Seit Jahrzehnten ist die 12-Volt-Batterie aus dem Auto nicht wegzudenken. Die chinesische Marke Leapmotor will sie nun ausmustern.
Auch Elektroautos schleppen noch eine klassische Bordnetzbatterie mit sich herum. Leapmotor will sie künftig abschaffen und ihre Aufgabe der großen Traktionsbatterie übertragen. Premiere soll die „CTC 3.0 High-Low Fusion Battery“ genannte Technik 2027 feiern.
Üblicherweise besitzen Elektroautos neben der meist mit rund 400 oder 800 Volt arbeitenden Traktionsbatterie noch die klassische 12-Volt-„Starterbatterie“. Sie muss zwar keinen Verbrennungsmotor mehr in Bewegung versetzen, versorgt aber unter anderem Steuergeräte, Beleuchtung, Scheibenwischer und Sicherheitssysteme.

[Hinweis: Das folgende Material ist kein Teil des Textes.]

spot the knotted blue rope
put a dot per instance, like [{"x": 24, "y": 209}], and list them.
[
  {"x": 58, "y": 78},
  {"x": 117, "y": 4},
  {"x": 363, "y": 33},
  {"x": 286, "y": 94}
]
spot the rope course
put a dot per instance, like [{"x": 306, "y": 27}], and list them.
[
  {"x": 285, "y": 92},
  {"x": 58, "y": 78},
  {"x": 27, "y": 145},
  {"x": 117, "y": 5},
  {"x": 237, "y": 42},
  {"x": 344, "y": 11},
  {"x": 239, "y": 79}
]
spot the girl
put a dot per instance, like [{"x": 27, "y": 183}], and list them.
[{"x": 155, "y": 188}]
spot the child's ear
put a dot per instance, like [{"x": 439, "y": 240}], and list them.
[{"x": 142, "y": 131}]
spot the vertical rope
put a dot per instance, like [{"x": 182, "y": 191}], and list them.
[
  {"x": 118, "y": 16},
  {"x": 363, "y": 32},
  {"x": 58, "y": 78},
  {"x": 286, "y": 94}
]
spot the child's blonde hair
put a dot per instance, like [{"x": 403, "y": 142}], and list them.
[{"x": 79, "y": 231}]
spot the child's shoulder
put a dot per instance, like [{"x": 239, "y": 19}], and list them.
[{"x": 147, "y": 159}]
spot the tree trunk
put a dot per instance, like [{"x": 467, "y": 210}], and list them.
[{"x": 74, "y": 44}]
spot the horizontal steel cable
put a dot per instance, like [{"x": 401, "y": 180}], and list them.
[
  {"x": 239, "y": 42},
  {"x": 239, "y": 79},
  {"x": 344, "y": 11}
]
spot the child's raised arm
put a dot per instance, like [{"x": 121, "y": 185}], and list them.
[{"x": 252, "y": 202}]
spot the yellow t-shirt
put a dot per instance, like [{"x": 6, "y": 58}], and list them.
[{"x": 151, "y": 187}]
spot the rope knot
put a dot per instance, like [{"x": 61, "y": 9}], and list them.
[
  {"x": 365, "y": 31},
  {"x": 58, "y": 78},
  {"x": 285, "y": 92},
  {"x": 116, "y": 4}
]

Häufigste Pannenursache: Die Starterbatterie
Wichtig ist sie auch, um das Hochvoltsystem beim Fahrzeugstart überhaupt erst hochzufahren. Leapmotor integriert diese Funktionen nun in den großen Fahrzeugakku. Hoch- und Niedervoltversorgung sollen dabei dieselben Zellen und Module sowie ein gemeinsames Thermomanagement und die Energieverteilung nutzen. Von einem ähnlichen Projekt berchteten wir vor einigen Wochen.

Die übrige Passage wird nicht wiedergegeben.